O construtor da bondade

Como o jornalista potiguar Flávio Rezende está erguendo uma casa para educar 400 jovens num dos bairros mais carentes e violentos de Natal

Texto: Paulo Araújo

Longe do auxílio do poder público, afastado de organizações não-governamentais por convicção pessoal e ecumênico até o último fio de cabelo, o jornalista potiguar Flávio Rezende, 48 anos, está assentando os últimos tijolos de um sonho que começou a cultivar há quinze anos no bairro de Mãe Luíza, em Natal: construir uma casa para dar a oportunidade de estudo, trabalho e qualificação a cerca de 400 jovens.

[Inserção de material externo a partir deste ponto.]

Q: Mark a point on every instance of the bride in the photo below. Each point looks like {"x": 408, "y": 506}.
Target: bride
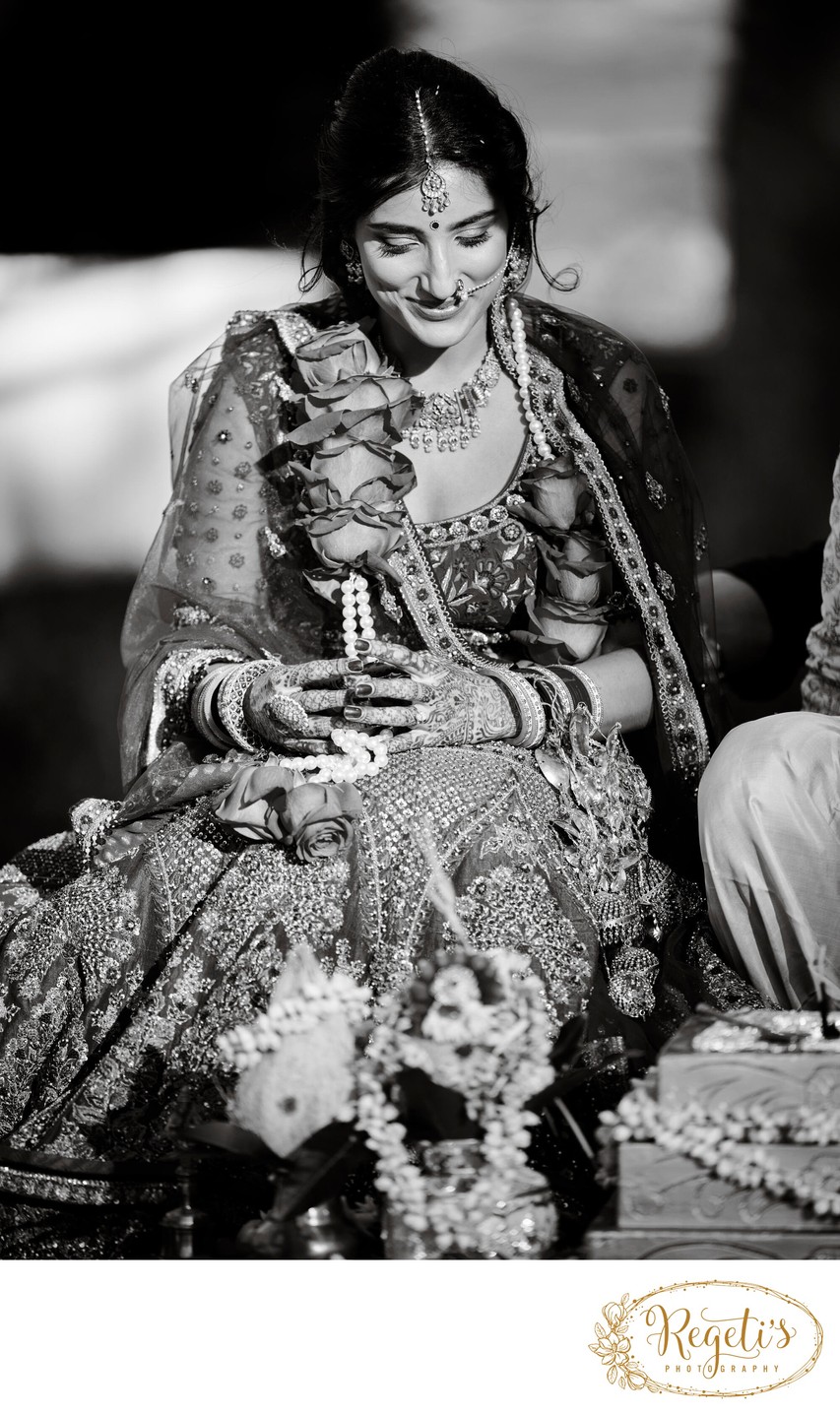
{"x": 423, "y": 602}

A empreitada começou na década de 1980 quando ele mudou-se para o bairro, um dos mais estigmatizados pela violência na cidade, e descobriu que a vida dos vizinhos, que não param de bater na sua porta em busca de todo tipo de ajuda, não era nada fácil. “Falta muita coisa, principalmente ocupação pós-escola para as crianças e os adolescentes que passam o dia nas ruas, por falta do que fazer”, lista Flávio. “E o horror das drogas está ali, só esperando uma chance para ocupar essa brecha”.

Erguido num terreno de 40 metros de comprimento por 10 de largura, o prédio de dois andares que ainda precisa de piso, portas, janelas, acabamento nas paredes e telhado para ficar pronto terá salas amplas para aulas de balé, canto, capoeira, culinária, informática, surf e reforço pré-vestibular. Para erguê-la, Flávio, que é funcionário da Universidade Federal do Rio Grande do Norte, “se virou nos trinta”, como costuma dizer, organizando festas, bingos, sorteios, rifas e batendo de porta-em-porta dos empresários da cidade em busca de doações em forma de dinheiro, material de construção ou qualquer outro tipo de auxílio.

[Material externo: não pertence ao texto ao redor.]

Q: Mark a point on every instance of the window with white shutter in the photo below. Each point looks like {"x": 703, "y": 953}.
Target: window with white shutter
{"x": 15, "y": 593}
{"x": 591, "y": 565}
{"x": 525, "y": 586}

A obra tem um custo total estimado em R$ 370 mil e até agora já foram arrecadados e empregados 150 mil. “Quando ele chega nos lugares, as pessoas já sabem que vão ter que abrir a carteira”, brinca o fotojornalista Canindé Soares, um dos grandes parceiros de profissão e de solidariedade do “Construtor da Bondade”. Ricardo Barros, proprietário de um hotel instalado no bairro, é outro elo fundamental na corrente do bem. “Eu via toda aquela luta solitária dele e decidi que era hora de ajudar também”, diz o empresário, que doou o terreno onde está sendo erguida a Casa do Bem.

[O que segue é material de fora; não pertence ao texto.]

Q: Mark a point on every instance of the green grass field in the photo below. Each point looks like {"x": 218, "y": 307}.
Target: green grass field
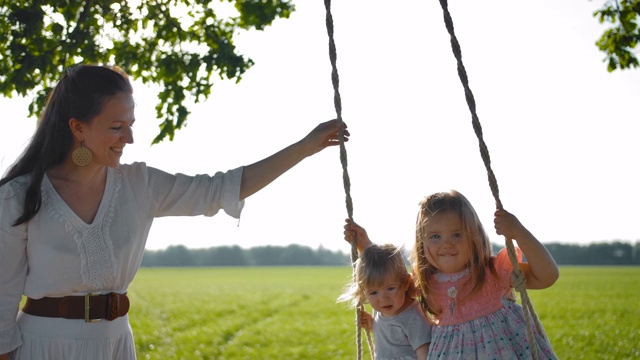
{"x": 291, "y": 313}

A companhia de energia elétrica do Estado doou R$ 150 mil para a obra. A planta e o projeto foram feitos de forma voluntária pelo arquiteto Wellington Fernandes a pedido da jornalista Eliana Lima, outra grande parceira de Flávio, e agora faltam mais R$ 220 para tudo ficar pronto até o meio de 2010. “Depois de 15 anos de luta, as empresas não tem mais do que desconfiar da nossa seriedade e já estão recorrendo à renúncia fiscal para nos ajudar”, aposta Flávio, que está em negociacões avançadas com a Petrobras para o ano que vem.

Cidade partida

Mãe Luíza, bairro batizado assim em homenagem a uma antiga parteira, é um prato cheio para sociólogos e urbanistas entenderem como as cidades litorâneas excluem os mais pobres do prazer de viver à beira-mar a medida que crescem. Localizado num morro onde começa a Via Costeira, avenida à beira-mar onde estão os hotéis de altíssimo luxo de Natal, o bairro tem um dos maiores índices de violência e um dos menores IDH da capital potiguar. “Até hoje, muita gente acha que sou louco porque me mudei para cá, mas não me arrependo”, diz o jornalista. Nos últimos 10 anos, Flávio viu com tristeza ser erguido um paredão de edifícios à beira-mar, tapando a visão dos moradores e bloqueando a brisa que antes soprava farta. “Como se já não bastasse o apartheid social, agora temos o físico”, lamenta.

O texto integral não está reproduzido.